The company shut down the model on February 13.

This means the company no longer has a model on which people would tolerate seeing ads. Meanwhile, its competitor, Perplexity, is scrapping plans to put ads in its AI search product, to avoid provoking people's mistrust, reported Wired.

Another OpenAI competitor, Anthropic, recently spent millions to mock OpenAI’s plan to introduce ads, as reported by Reuters.

Even if the introduction of ads to ChatGPT doesn’t result in users migrating to other LLMs, that doesn’t mean ads will suddenly turn OpenAI into a profitable company. “A path to generating several billion dollars in ad revenue in 2026, going to $25B+ by 2030, seems reasonable,” said Evercore ISI’s analyst Mark Mahaney, as Business Insider reported.

That $25 billion number would indeed be impressive if OpenAI didn’t need to spend so much on infrastructure and on training its AI models, and if it didn’t have competitors at all.
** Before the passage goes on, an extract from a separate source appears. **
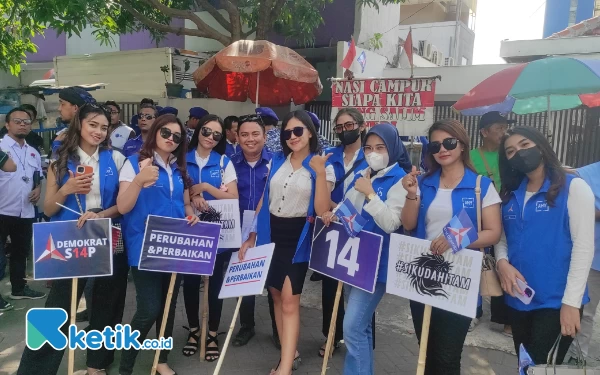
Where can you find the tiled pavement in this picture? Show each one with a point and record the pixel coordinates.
(396, 353)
To understand how futile all this is, we need to think about profit margins. As AI critic Ed Zitron rightly points out in his blog, AI companies do not factor AI training into their margins, which, as he writes, “is inherently deceptive.”

There isn’t enough data available for OpenAI, but Zitron did the math using data from Anthropic.
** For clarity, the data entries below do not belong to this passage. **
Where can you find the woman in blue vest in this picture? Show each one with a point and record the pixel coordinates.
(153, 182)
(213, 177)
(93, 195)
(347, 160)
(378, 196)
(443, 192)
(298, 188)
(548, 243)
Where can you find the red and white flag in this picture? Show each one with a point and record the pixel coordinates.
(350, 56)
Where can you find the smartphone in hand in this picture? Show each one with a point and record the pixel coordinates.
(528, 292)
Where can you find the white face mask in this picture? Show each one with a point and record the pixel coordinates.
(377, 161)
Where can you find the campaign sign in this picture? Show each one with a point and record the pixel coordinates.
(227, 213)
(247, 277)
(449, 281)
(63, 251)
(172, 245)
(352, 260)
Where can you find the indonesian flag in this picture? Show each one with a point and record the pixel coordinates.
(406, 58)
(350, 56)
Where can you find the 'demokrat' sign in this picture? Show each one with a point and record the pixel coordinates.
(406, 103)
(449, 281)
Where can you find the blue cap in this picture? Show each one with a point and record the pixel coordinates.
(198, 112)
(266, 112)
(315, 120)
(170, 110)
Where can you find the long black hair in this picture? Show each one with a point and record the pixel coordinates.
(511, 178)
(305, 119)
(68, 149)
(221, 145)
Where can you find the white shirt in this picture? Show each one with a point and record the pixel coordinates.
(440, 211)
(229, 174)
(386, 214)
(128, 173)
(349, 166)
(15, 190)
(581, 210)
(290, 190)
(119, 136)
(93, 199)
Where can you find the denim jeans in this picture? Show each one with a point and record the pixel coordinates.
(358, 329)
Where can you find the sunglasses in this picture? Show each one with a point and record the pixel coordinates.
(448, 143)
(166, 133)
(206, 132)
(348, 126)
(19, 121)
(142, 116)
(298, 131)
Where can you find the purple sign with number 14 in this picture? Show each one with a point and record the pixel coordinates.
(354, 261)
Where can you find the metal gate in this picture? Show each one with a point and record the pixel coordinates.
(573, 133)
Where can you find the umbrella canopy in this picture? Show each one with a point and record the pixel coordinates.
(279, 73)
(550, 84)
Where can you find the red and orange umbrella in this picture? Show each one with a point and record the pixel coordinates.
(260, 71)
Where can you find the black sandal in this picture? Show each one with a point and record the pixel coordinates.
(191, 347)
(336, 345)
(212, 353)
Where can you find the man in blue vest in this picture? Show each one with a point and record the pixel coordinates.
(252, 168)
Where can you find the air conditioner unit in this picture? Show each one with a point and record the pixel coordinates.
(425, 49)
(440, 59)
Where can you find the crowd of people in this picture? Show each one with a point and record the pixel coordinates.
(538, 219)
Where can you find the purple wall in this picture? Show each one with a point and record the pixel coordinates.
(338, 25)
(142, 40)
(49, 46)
Anthropic’s 2025 gross margins were 40%, according to Zitron, but once he added the cost of training, the margins sharply dropped to a negative 53%. That's the true price tag for LLMs.

OpenAI’s margins are probably in the same negative ballpark. This is because LLMs need to be constantly patched for every possible prompt that could turn out to be malicious or could lead to dangerous “hallucinations.”

Models basically have to be trained until the end of time, since an infinite number of prompts could break them. It also means a constantly growing power bill.

The worst part may be that large language models have peaked, and in my opinion, they don’t even work that well.